SWERVES

SPRING 2023 | MODULE STUDIO

With Dhruv Mehta and Yiqun Wang | Advised by Enrique Walker

 
 

The brief discusses how architecture shifted towards open-endedness fifty years ago, emphasizing adaptability, impermanence, and flexibility in buildings. Architects challenged traditional notions of authorship and outcomes, and buildings transformed into dynamic systems. Design theories embraced free plans, modular units, and various building components. The brief introduces a studio project focused on Eduardo Catalano’s Boston Public Library, a site that played a role in the open-endedness debate. The task involves doubling the building’s area while considering whether to endorse, refine, or deviate from the original principles. The challenge is to engage with the building’s arguments and make a stance, addressing a longstanding architectural question in the context of contemporary perspectives.

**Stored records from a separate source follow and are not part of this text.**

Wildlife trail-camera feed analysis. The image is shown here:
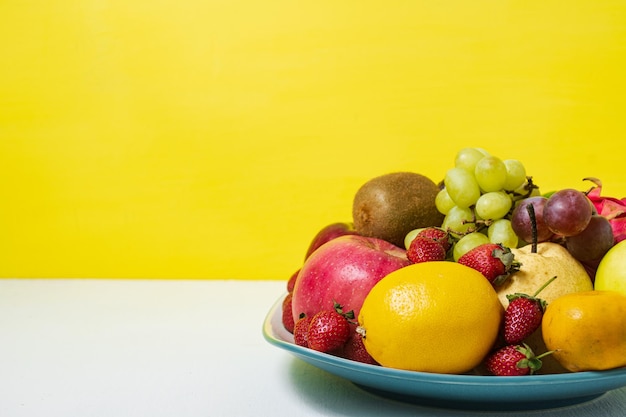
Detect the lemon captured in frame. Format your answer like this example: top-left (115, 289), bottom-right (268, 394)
top-left (358, 261), bottom-right (503, 374)
top-left (541, 291), bottom-right (626, 372)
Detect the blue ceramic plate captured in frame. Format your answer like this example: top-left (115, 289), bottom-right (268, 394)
top-left (263, 295), bottom-right (626, 410)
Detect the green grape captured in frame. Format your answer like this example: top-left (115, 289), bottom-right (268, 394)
top-left (474, 156), bottom-right (507, 192)
top-left (404, 227), bottom-right (424, 250)
top-left (502, 159), bottom-right (526, 191)
top-left (452, 232), bottom-right (489, 262)
top-left (487, 219), bottom-right (519, 248)
top-left (435, 188), bottom-right (456, 214)
top-left (476, 191), bottom-right (513, 220)
top-left (443, 167), bottom-right (480, 208)
top-left (441, 206), bottom-right (476, 235)
top-left (454, 148), bottom-right (486, 172)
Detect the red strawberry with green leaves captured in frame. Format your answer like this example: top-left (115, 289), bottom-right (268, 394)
top-left (307, 303), bottom-right (354, 353)
top-left (485, 344), bottom-right (552, 376)
top-left (417, 227), bottom-right (452, 252)
top-left (457, 243), bottom-right (520, 287)
top-left (293, 314), bottom-right (311, 347)
top-left (406, 236), bottom-right (446, 264)
top-left (504, 277), bottom-right (556, 345)
top-left (342, 331), bottom-right (378, 365)
top-left (282, 293), bottom-right (295, 333)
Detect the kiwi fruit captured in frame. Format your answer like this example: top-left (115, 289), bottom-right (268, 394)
top-left (352, 172), bottom-right (444, 248)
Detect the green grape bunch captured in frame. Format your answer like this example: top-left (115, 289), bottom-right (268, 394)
top-left (435, 147), bottom-right (539, 260)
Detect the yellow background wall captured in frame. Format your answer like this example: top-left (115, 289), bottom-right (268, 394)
top-left (0, 0), bottom-right (626, 279)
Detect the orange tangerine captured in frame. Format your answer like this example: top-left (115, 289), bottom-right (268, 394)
top-left (541, 291), bottom-right (626, 372)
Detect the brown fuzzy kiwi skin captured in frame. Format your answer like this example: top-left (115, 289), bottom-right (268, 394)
top-left (352, 172), bottom-right (444, 248)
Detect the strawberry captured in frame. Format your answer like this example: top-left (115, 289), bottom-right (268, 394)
top-left (342, 332), bottom-right (378, 365)
top-left (287, 269), bottom-right (300, 292)
top-left (282, 293), bottom-right (295, 333)
top-left (485, 344), bottom-right (552, 376)
top-left (417, 227), bottom-right (452, 252)
top-left (293, 314), bottom-right (311, 347)
top-left (406, 236), bottom-right (446, 264)
top-left (307, 303), bottom-right (354, 353)
top-left (504, 277), bottom-right (556, 345)
top-left (457, 243), bottom-right (520, 286)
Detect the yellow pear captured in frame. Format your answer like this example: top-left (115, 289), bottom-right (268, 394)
top-left (496, 242), bottom-right (593, 374)
top-left (496, 242), bottom-right (593, 308)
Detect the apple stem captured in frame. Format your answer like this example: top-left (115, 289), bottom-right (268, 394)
top-left (533, 275), bottom-right (556, 298)
top-left (526, 203), bottom-right (537, 253)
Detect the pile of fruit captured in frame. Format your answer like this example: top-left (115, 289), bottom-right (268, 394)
top-left (282, 148), bottom-right (626, 376)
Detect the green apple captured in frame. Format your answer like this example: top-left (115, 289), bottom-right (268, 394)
top-left (594, 240), bottom-right (626, 295)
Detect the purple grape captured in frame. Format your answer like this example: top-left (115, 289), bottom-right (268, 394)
top-left (565, 215), bottom-right (614, 262)
top-left (511, 196), bottom-right (554, 243)
top-left (543, 188), bottom-right (592, 237)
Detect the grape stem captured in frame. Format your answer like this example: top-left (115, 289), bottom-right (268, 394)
top-left (526, 204), bottom-right (537, 253)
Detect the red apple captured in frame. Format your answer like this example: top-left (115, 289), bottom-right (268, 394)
top-left (304, 222), bottom-right (357, 260)
top-left (292, 235), bottom-right (411, 320)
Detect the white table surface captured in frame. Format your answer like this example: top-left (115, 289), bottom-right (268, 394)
top-left (0, 279), bottom-right (626, 417)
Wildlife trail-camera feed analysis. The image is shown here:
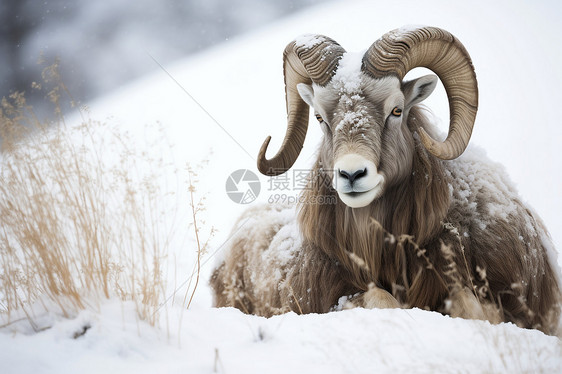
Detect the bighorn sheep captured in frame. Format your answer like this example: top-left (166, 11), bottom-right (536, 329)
top-left (211, 27), bottom-right (561, 334)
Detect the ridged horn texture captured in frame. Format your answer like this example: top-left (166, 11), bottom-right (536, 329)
top-left (362, 27), bottom-right (478, 160)
top-left (258, 35), bottom-right (345, 176)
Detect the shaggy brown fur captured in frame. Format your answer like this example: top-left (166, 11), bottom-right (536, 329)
top-left (211, 107), bottom-right (560, 334)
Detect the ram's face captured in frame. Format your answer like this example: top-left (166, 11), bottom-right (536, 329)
top-left (298, 65), bottom-right (436, 208)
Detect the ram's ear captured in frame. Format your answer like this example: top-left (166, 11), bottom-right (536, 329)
top-left (297, 83), bottom-right (314, 108)
top-left (400, 75), bottom-right (437, 109)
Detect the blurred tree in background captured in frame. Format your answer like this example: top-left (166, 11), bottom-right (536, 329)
top-left (0, 0), bottom-right (325, 114)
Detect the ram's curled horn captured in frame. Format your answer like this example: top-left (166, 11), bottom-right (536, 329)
top-left (258, 35), bottom-right (345, 176)
top-left (362, 27), bottom-right (478, 160)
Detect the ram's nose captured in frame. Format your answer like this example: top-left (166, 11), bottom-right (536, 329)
top-left (333, 154), bottom-right (384, 208)
top-left (338, 167), bottom-right (367, 186)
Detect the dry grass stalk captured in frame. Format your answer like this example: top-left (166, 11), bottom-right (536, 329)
top-left (0, 66), bottom-right (178, 326)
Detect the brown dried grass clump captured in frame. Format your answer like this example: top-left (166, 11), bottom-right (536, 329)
top-left (0, 73), bottom-right (179, 330)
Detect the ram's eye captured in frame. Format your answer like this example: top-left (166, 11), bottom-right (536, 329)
top-left (392, 107), bottom-right (402, 117)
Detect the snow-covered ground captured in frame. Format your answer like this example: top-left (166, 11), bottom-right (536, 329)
top-left (0, 0), bottom-right (562, 373)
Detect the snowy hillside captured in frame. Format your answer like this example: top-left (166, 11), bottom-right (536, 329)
top-left (0, 0), bottom-right (562, 374)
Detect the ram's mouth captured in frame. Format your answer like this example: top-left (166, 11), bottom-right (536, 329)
top-left (338, 183), bottom-right (382, 208)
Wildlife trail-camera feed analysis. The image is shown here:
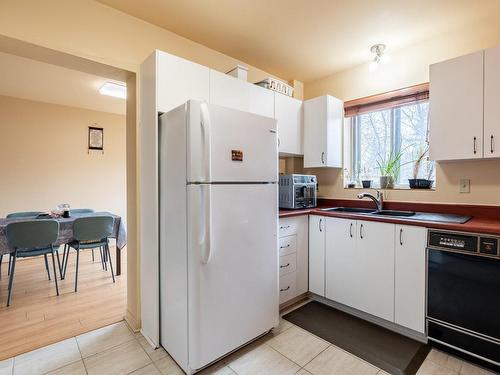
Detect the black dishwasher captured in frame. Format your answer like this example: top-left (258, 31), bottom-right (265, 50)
top-left (427, 230), bottom-right (500, 371)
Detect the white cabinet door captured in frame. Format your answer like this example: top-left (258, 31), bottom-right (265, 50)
top-left (304, 95), bottom-right (344, 168)
top-left (356, 221), bottom-right (395, 322)
top-left (394, 225), bottom-right (426, 333)
top-left (309, 215), bottom-right (326, 297)
top-left (274, 93), bottom-right (304, 155)
top-left (210, 69), bottom-right (274, 118)
top-left (325, 217), bottom-right (362, 308)
top-left (484, 47), bottom-right (500, 158)
top-left (429, 51), bottom-right (484, 160)
top-left (156, 52), bottom-right (210, 112)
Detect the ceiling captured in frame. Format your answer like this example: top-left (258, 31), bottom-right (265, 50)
top-left (0, 52), bottom-right (126, 115)
top-left (98, 0), bottom-right (500, 82)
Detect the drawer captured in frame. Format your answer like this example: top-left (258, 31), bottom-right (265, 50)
top-left (279, 236), bottom-right (297, 257)
top-left (279, 217), bottom-right (299, 237)
top-left (280, 272), bottom-right (297, 304)
top-left (280, 253), bottom-right (297, 276)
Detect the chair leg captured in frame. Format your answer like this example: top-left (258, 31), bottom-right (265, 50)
top-left (43, 254), bottom-right (50, 280)
top-left (7, 252), bottom-right (17, 307)
top-left (106, 244), bottom-right (115, 282)
top-left (75, 245), bottom-right (80, 293)
top-left (52, 253), bottom-right (59, 295)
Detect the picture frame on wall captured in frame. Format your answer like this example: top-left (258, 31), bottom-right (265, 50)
top-left (89, 126), bottom-right (104, 152)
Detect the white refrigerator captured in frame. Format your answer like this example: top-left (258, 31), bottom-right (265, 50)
top-left (159, 101), bottom-right (279, 374)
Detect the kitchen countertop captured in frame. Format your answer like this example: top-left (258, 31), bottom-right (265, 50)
top-left (279, 200), bottom-right (500, 235)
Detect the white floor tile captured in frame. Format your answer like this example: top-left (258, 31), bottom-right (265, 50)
top-left (83, 340), bottom-right (151, 375)
top-left (14, 338), bottom-right (81, 375)
top-left (267, 326), bottom-right (330, 366)
top-left (76, 322), bottom-right (134, 358)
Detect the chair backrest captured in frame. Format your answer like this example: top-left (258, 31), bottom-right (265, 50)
top-left (73, 216), bottom-right (114, 241)
top-left (69, 208), bottom-right (94, 214)
top-left (6, 220), bottom-right (59, 250)
top-left (7, 211), bottom-right (43, 219)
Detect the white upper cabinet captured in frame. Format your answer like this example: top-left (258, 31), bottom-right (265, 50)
top-left (309, 215), bottom-right (326, 297)
top-left (274, 92), bottom-right (304, 155)
top-left (394, 225), bottom-right (427, 333)
top-left (210, 69), bottom-right (274, 118)
top-left (484, 46), bottom-right (500, 158)
top-left (156, 52), bottom-right (210, 112)
top-left (429, 51), bottom-right (484, 160)
top-left (304, 95), bottom-right (344, 168)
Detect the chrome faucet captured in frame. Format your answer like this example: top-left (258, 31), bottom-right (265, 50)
top-left (358, 189), bottom-right (384, 211)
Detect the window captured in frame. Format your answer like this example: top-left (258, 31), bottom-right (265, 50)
top-left (349, 100), bottom-right (435, 187)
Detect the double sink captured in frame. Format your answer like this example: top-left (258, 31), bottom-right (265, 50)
top-left (322, 207), bottom-right (416, 217)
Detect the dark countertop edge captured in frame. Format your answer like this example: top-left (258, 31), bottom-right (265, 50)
top-left (279, 207), bottom-right (500, 235)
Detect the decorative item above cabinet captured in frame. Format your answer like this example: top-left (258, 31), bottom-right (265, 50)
top-left (304, 95), bottom-right (344, 168)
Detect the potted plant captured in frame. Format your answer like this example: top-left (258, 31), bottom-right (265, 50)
top-left (408, 146), bottom-right (434, 189)
top-left (377, 151), bottom-right (401, 189)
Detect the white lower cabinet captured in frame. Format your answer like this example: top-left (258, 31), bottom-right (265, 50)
top-left (278, 215), bottom-right (309, 304)
top-left (394, 225), bottom-right (427, 333)
top-left (309, 215), bottom-right (427, 333)
top-left (309, 215), bottom-right (326, 297)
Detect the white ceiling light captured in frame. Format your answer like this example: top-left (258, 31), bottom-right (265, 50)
top-left (99, 82), bottom-right (127, 99)
top-left (370, 44), bottom-right (390, 72)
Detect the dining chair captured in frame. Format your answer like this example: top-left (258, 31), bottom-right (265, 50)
top-left (5, 211), bottom-right (50, 280)
top-left (57, 208), bottom-right (96, 279)
top-left (6, 220), bottom-right (59, 306)
top-left (64, 216), bottom-right (115, 292)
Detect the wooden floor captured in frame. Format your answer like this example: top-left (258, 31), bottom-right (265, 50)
top-left (0, 248), bottom-right (127, 360)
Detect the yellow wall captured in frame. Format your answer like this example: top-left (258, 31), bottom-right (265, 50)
top-left (0, 96), bottom-right (127, 218)
top-left (297, 15), bottom-right (500, 205)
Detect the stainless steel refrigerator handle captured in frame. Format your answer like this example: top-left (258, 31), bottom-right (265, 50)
top-left (200, 103), bottom-right (212, 182)
top-left (200, 185), bottom-right (212, 264)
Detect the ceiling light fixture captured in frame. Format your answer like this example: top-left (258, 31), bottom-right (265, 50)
top-left (370, 44), bottom-right (389, 72)
top-left (99, 82), bottom-right (127, 99)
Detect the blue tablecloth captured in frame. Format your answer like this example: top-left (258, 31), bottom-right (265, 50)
top-left (0, 212), bottom-right (127, 255)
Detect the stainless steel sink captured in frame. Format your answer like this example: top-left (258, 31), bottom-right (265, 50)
top-left (371, 210), bottom-right (415, 217)
top-left (322, 207), bottom-right (375, 214)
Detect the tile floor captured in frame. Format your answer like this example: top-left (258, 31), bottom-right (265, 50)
top-left (0, 320), bottom-right (492, 375)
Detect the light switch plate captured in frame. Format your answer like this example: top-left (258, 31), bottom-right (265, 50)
top-left (460, 178), bottom-right (470, 193)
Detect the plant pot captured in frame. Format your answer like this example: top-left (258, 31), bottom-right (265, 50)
top-left (408, 178), bottom-right (434, 189)
top-left (380, 176), bottom-right (394, 189)
top-left (361, 180), bottom-right (373, 189)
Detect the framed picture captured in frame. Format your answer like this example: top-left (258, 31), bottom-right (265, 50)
top-left (89, 126), bottom-right (104, 151)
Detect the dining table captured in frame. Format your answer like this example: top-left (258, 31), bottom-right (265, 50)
top-left (0, 212), bottom-right (127, 276)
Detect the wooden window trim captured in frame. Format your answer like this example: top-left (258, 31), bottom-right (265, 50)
top-left (344, 82), bottom-right (429, 117)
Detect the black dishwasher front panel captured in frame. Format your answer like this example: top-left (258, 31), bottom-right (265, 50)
top-left (427, 249), bottom-right (500, 342)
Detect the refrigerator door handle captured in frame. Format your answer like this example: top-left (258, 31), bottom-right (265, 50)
top-left (200, 185), bottom-right (212, 264)
top-left (200, 103), bottom-right (212, 182)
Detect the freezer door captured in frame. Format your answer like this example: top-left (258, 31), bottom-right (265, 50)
top-left (188, 101), bottom-right (278, 182)
top-left (187, 184), bottom-right (278, 370)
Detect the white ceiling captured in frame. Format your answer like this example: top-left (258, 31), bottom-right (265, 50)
top-left (98, 0), bottom-right (500, 82)
top-left (0, 52), bottom-right (126, 115)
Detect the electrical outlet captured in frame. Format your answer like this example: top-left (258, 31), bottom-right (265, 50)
top-left (460, 178), bottom-right (470, 193)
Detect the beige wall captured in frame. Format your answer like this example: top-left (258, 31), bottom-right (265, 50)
top-left (297, 15), bottom-right (500, 205)
top-left (0, 96), bottom-right (127, 218)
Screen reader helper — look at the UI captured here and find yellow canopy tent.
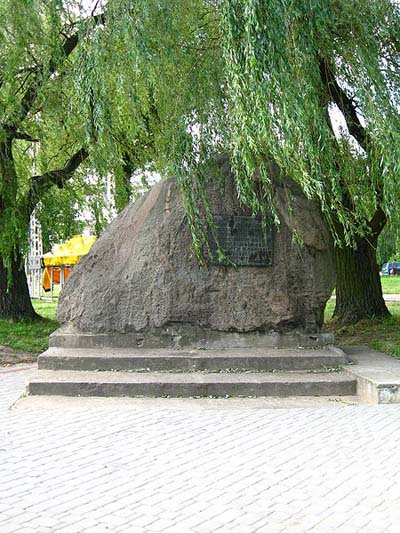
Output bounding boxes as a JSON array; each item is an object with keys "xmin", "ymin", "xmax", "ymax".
[
  {"xmin": 42, "ymin": 235, "xmax": 96, "ymax": 293},
  {"xmin": 43, "ymin": 235, "xmax": 96, "ymax": 266}
]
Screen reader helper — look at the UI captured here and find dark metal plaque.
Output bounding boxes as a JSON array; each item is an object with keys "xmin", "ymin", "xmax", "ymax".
[{"xmin": 208, "ymin": 215, "xmax": 272, "ymax": 266}]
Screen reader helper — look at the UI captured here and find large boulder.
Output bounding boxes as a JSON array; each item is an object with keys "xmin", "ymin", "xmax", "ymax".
[{"xmin": 53, "ymin": 161, "xmax": 334, "ymax": 347}]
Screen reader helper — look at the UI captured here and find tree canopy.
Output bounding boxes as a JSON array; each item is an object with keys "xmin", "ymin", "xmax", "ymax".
[{"xmin": 0, "ymin": 0, "xmax": 400, "ymax": 320}]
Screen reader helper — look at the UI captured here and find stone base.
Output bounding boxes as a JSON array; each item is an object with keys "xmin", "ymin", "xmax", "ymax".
[{"xmin": 49, "ymin": 324, "xmax": 334, "ymax": 350}]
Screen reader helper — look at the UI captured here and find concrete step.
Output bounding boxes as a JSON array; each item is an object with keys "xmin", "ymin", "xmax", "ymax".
[
  {"xmin": 38, "ymin": 346, "xmax": 346, "ymax": 372},
  {"xmin": 27, "ymin": 370, "xmax": 356, "ymax": 397}
]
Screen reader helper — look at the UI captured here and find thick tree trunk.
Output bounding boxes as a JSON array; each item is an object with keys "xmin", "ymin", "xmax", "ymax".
[
  {"xmin": 333, "ymin": 236, "xmax": 390, "ymax": 324},
  {"xmin": 0, "ymin": 254, "xmax": 39, "ymax": 319}
]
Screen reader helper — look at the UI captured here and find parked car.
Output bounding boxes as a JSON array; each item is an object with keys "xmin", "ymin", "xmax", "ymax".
[{"xmin": 381, "ymin": 261, "xmax": 400, "ymax": 276}]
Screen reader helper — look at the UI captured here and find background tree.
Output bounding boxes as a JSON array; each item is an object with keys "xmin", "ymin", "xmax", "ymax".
[
  {"xmin": 0, "ymin": 0, "xmax": 155, "ymax": 318},
  {"xmin": 104, "ymin": 0, "xmax": 400, "ymax": 322}
]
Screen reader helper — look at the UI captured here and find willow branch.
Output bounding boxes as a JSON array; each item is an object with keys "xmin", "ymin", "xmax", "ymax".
[
  {"xmin": 10, "ymin": 13, "xmax": 105, "ymax": 129},
  {"xmin": 320, "ymin": 59, "xmax": 368, "ymax": 151},
  {"xmin": 28, "ymin": 148, "xmax": 89, "ymax": 212}
]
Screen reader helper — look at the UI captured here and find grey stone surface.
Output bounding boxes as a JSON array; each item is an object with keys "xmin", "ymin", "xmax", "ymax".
[
  {"xmin": 345, "ymin": 346, "xmax": 400, "ymax": 403},
  {"xmin": 58, "ymin": 158, "xmax": 333, "ymax": 346},
  {"xmin": 38, "ymin": 347, "xmax": 346, "ymax": 372},
  {"xmin": 0, "ymin": 368, "xmax": 400, "ymax": 533},
  {"xmin": 27, "ymin": 370, "xmax": 356, "ymax": 397}
]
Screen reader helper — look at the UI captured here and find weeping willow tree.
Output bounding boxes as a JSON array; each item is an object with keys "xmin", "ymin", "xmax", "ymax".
[
  {"xmin": 0, "ymin": 0, "xmax": 400, "ymax": 321},
  {"xmin": 0, "ymin": 0, "xmax": 159, "ymax": 318},
  {"xmin": 217, "ymin": 0, "xmax": 400, "ymax": 322},
  {"xmin": 106, "ymin": 0, "xmax": 400, "ymax": 322}
]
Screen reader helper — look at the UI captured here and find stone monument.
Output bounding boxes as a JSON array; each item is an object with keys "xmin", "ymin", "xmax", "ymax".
[{"xmin": 50, "ymin": 157, "xmax": 334, "ymax": 349}]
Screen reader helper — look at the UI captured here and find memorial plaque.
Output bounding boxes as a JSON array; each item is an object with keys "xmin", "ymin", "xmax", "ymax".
[{"xmin": 208, "ymin": 215, "xmax": 272, "ymax": 266}]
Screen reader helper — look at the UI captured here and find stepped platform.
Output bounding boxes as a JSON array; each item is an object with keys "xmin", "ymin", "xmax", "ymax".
[
  {"xmin": 28, "ymin": 370, "xmax": 356, "ymax": 397},
  {"xmin": 23, "ymin": 346, "xmax": 356, "ymax": 397},
  {"xmin": 38, "ymin": 347, "xmax": 346, "ymax": 372}
]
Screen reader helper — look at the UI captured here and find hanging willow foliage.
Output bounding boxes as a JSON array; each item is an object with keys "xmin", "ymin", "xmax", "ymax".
[
  {"xmin": 0, "ymin": 0, "xmax": 400, "ymax": 272},
  {"xmin": 95, "ymin": 0, "xmax": 400, "ymax": 253}
]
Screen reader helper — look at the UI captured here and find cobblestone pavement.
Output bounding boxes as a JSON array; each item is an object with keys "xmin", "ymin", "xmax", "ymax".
[{"xmin": 0, "ymin": 367, "xmax": 400, "ymax": 533}]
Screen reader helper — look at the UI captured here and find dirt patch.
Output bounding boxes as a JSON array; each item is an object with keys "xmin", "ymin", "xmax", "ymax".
[{"xmin": 0, "ymin": 345, "xmax": 39, "ymax": 366}]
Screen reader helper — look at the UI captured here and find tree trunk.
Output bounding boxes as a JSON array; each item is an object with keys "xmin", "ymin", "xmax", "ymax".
[
  {"xmin": 333, "ymin": 236, "xmax": 390, "ymax": 324},
  {"xmin": 0, "ymin": 253, "xmax": 40, "ymax": 319}
]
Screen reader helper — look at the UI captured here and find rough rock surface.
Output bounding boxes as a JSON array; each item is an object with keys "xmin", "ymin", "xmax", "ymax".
[{"xmin": 58, "ymin": 158, "xmax": 334, "ymax": 342}]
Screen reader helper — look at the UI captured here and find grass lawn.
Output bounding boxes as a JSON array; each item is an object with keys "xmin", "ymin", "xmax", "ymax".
[
  {"xmin": 0, "ymin": 299, "xmax": 58, "ymax": 353},
  {"xmin": 0, "ymin": 288, "xmax": 400, "ymax": 359},
  {"xmin": 381, "ymin": 276, "xmax": 400, "ymax": 294},
  {"xmin": 325, "ymin": 302, "xmax": 400, "ymax": 359}
]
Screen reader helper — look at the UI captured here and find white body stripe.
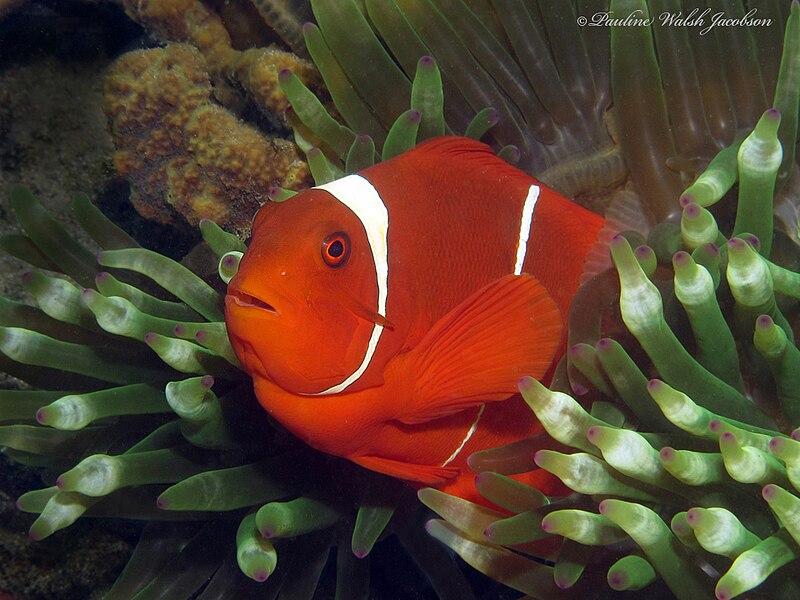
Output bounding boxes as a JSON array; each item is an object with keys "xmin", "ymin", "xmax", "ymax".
[
  {"xmin": 514, "ymin": 185, "xmax": 539, "ymax": 275},
  {"xmin": 440, "ymin": 404, "xmax": 486, "ymax": 467},
  {"xmin": 311, "ymin": 175, "xmax": 389, "ymax": 396}
]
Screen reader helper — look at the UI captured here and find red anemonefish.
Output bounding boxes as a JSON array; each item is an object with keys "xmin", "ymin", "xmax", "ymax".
[{"xmin": 225, "ymin": 137, "xmax": 603, "ymax": 503}]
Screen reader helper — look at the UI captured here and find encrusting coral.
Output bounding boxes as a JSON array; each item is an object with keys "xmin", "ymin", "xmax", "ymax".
[
  {"xmin": 0, "ymin": 0, "xmax": 800, "ymax": 598},
  {"xmin": 103, "ymin": 44, "xmax": 309, "ymax": 234},
  {"xmin": 104, "ymin": 0, "xmax": 319, "ymax": 237}
]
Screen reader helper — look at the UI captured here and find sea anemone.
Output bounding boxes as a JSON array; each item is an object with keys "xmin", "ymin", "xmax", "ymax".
[
  {"xmin": 420, "ymin": 2, "xmax": 800, "ymax": 600},
  {"xmin": 0, "ymin": 0, "xmax": 800, "ymax": 598}
]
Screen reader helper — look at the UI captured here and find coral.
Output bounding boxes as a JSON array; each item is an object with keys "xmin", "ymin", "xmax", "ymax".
[
  {"xmin": 0, "ymin": 0, "xmax": 798, "ymax": 598},
  {"xmin": 104, "ymin": 44, "xmax": 307, "ymax": 232},
  {"xmin": 99, "ymin": 0, "xmax": 319, "ymax": 237},
  {"xmin": 119, "ymin": 0, "xmax": 319, "ymax": 116}
]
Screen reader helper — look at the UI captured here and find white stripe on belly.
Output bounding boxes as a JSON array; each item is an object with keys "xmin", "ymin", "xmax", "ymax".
[
  {"xmin": 440, "ymin": 404, "xmax": 486, "ymax": 467},
  {"xmin": 514, "ymin": 185, "xmax": 539, "ymax": 275}
]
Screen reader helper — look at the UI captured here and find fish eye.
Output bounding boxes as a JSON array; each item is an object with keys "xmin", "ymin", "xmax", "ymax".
[{"xmin": 322, "ymin": 231, "xmax": 350, "ymax": 267}]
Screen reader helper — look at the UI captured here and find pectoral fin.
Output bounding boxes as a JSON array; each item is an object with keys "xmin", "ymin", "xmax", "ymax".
[{"xmin": 398, "ymin": 274, "xmax": 562, "ymax": 425}]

The project opens a dialogue with the heroic architecture in the context of dancing in the realm of in-between. The proposed double of the library confuses the quantity and quality of a double itself: site and non-site, private and public, sidewalk and plaza, twins and doppelganger, as well as image and reflection. The project visually doubles the image of the library, the solid and void volume, and the programs of the original building. The proposal also confuses the scale of operation of the neighborhood library, as it performs on the macro scale in providing public access to the neighborhood with its public plaza and communal activity space in the original building, as well as altering the scale of the library itself, where the programs are reorganized to allow the essence of its original library while accomodating to the new programs.